Imagine living in a house with 15 people – just you and them for nine months. Then you organise a party to welcome the outside world for the first time after your months of solitude. For weeks you prepare, tidy the house, clean the toilets, make beds and get ready for the arrivals. Weeks of anxiety to open the door to the world would be met with mixed feelings.

First flight. Credits: ESA/IPEV/PNRA–N. Albertsen

At Concordia research station in Antarctica this is standard practice, with the party being the arrival of the first aircraft to land after nine months of living in freezing conditions – including no sunlight for four months.

Although the new arrivals bring a welcome break to the routine they can be overbearing and disrupt the natural order that forms after living in a tight-knit group for such a long time. But one thing that is always welcome: fresh fruit!

Fresh fruit! Credits: ESA/IPEV/PNRA–N. Albertsen

ESA-sponsored medical doctor Nadja Albertsen describes her emotions on seeing the first plane land: “First flight – no words needed 🙂 Better than the first sunrise :-)”

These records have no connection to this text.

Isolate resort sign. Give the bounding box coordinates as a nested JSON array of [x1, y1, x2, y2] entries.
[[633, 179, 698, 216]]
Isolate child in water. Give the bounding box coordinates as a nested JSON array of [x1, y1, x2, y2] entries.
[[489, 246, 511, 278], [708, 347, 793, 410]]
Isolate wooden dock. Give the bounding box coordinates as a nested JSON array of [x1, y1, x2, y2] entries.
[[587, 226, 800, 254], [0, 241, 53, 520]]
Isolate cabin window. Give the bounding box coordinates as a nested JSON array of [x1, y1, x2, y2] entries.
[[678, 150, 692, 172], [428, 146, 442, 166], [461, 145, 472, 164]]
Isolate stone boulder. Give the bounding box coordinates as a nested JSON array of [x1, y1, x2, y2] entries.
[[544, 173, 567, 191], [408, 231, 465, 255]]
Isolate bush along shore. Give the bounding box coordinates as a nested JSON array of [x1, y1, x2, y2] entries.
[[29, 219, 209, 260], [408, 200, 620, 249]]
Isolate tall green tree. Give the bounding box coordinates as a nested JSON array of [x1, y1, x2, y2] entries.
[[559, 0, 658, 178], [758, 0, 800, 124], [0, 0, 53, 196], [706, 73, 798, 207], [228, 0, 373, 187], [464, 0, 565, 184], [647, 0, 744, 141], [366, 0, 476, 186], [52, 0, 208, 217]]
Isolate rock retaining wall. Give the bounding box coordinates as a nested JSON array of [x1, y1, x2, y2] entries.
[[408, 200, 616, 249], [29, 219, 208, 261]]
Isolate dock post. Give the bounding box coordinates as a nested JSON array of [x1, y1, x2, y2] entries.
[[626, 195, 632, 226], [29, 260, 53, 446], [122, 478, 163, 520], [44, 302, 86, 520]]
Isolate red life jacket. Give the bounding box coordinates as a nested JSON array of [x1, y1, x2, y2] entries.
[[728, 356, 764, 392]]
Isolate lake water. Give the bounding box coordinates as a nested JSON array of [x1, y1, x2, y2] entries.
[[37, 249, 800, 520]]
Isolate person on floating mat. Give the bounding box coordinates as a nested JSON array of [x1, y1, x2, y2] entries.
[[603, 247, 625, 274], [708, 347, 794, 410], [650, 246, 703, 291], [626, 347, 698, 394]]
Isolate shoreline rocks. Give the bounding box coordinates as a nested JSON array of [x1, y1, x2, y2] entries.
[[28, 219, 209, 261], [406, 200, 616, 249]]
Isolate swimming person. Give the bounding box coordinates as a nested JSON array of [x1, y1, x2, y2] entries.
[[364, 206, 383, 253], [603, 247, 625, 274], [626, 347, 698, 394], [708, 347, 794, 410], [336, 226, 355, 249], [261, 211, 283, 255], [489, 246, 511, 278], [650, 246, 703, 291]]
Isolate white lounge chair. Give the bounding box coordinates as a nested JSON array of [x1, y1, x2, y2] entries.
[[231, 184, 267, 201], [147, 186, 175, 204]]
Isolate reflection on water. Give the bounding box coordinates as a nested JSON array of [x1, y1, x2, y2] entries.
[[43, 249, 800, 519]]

The extreme experience of spending a whole year at Concordia is not unlike going on a long mission into space. Limited contact and no fresh supplies are just two of the similarities, which is why ESA sends a research doctor to study the technicians and scientists and how they cope with life far from civilisation.

Summer camp. Credits: ESA/IPEV/PNRA–N. Albertsen

The first aircraft brings with it the start of another extreme: during the Antarctic summer the base is awash with over 60 scientists and technicians performing science and maintenance in preparation for the following winter. Many of the summer guests sleep in heated tents near Concordia base.

During this time the Sun never sets below the horizon and aircraft arrive on an almost daily basis.